1.1 trillion tons of coal are burned each year in the United States.]/b]
Of this 92% is used for power generation, this is 1.01 trillion tons burned for this purpose, each year.

Coal generates 50% of our power while nuclear generates 20%. This nuclear power is the equivalent of 404 billion tons of coal usage each year. Wind which is considered the most efficient alternative form of energy generates less than 0.1% of our power. This is the equivalent of 11 billion tons of coal. Wind is only 25% efficient so it is necessary to produce energy as back-up 75% of the time. This is the equivalent of 33 billion tons of coal. Wind is a net-negative of 22 billion tons of coal for the same small amount of electricity produced.

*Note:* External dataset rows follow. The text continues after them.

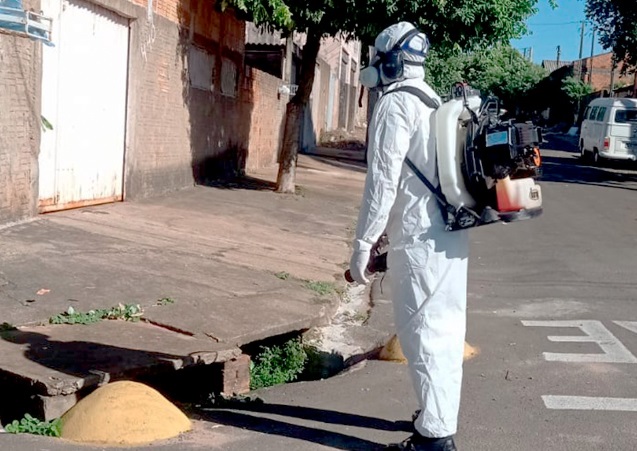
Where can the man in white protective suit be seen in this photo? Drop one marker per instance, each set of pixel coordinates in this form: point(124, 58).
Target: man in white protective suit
point(427, 265)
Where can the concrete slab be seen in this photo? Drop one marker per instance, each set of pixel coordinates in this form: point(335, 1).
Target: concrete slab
point(62, 359)
point(215, 251)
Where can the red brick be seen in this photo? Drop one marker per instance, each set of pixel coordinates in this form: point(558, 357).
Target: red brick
point(236, 376)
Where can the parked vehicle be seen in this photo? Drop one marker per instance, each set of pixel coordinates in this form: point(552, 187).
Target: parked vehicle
point(609, 130)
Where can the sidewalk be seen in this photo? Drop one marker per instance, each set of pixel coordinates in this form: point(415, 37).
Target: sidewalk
point(214, 251)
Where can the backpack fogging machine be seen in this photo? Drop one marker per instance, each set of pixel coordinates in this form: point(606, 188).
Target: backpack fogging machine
point(487, 166)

In order to reduce coal usage by 50% would require approximately 110 new nuclear power plants which would cost anywhere from 550 to 660 billion dollars. The cost of nuclear plants is borne by private companies; however incentives would be needed to have such a large number built. A guess would be 10 to 20 billion in incentives; 100 billion would certainly be overkill. In order to produce the same amount of wind power three times the capital costs are required,as wind installations have capital costs three times that of the very high nuclear power capital costs and since wind has only 27% of the efficiency of nuclear (90% for nuclear, 25% for wind) the nameplate power required for the wind power would need to be over 11 times that of nuclear. This would be capital costs of 6.05 trillion to 7.26 trillion dollars which would have to be 100% financed through taxes. This 25% of our power would cost more than 5 times the cost of nuclear power, therefore this enormous amount of wind power would more than double our cost of electricity (ignoring the fact that this amount of capital costs would shut down the country). Also placing this amount of fluctuating power on the power grid would not allow us to shut down any fossil fuel plants as they would be required to back-up the wind power. As a practical matter our national power system would need a complete revamp which could easily match the cost of the wind farms. Also it is impossible for any power grid to accept more than 5% wind power and still function without blackouts and brownouts. The clean air from this wind power would be minimal,if even detectable.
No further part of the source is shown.